Senior IT Security Analyst
ManhattanLife · Houston, TX · 1 wk ago
On-siteAnalystFull-time
Duties and Responsibilities
- Proactively monitor and analyze network traffic, security alerts, and security events, performing threat-hunting activities using Arctic Wolf SOC.
- Respond to, investigate, and manage security incidents and alerts across Microsoft 365 Defender and Cisco security platforms.
- Handle security tickets, document findings, and escalate issues appropriately within Arctic Wolf’s portal.
- Configure, maintain, and support Cisco security solutions, including Cisco AMP/Secure Endpoint, Umbrella, Duo, and Cloud Email Security Appliances.
- Leverage Cylance to detect, investigate, and prevent endpoint-based threats.
- Administer, monitor, and optimize Akamai Web Application Firewall configuration, policies, and rule sets to protect web-facing applications from common exploits and threats.
- Stay current on emerging cyber threats, vulnerabilities, attack techniques, and mitigation strategies.
- Support continuous improvement of security monitoring, incident response, and endpoint protection processes.
Minimum Qualifications
- A High School Diploma or equivalent required.
- Minimum of five years of professional experience in IT security, cybersecurity operations, incident response, threat detection, or a closely related role.
- Hands-on experience with enterprise security tools, endpoint protection platforms, security alert triage, and incident management.

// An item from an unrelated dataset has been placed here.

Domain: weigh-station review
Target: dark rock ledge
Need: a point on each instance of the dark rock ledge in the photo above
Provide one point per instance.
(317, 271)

- Industry cybersecurity certification required, such as CompTIA Security+, CISSP, CySA+, GSEC, CISM, or equivalent.
Knowledge, Skills, and Abilities
- Minimum of five years of hands-on experience with Arctic Wolf SOC, including incident triage, alert review, ticket management, and escalation procedures.
- Minimum of five years of experience working with Microsoft 365 Defender, including Defender for Endpoint, Defender for Identity, and Defender for Office 365.
- Minimum of five years of operational experience with Cisco security technologies, including Cisco AMP/Secure Endpoint, Umbrella, Duo, and Cloud Email Security.
- Minimum of five years of experience using endpoint protection solutions, including Cylance or comparable platforms.
- Minimum of five years of experience configuring, administering, and managing Web Application Firewall technologies, preferably Akamai WAF.
- Strong knowledge of cybersecurity principles, threat detection, vulnerability management, access controls, and incident response practices.
- Strong analytical, troubleshooting, and problem-solving skills.
- Effective verbal and written communication skills, with the ability to document incidents, findings, and remediation steps clearly.
- Ability to prioritize competing tasks and respond calmly and effectively under pressure.
- Familiarity with ConnectWise Manage and ConnectWise Automate platforms preferred.
- Active cybersecurity certification is mandatory, such as CompTIA Security+, CISSP, CySA+, GSEC, CISM, or equivalent.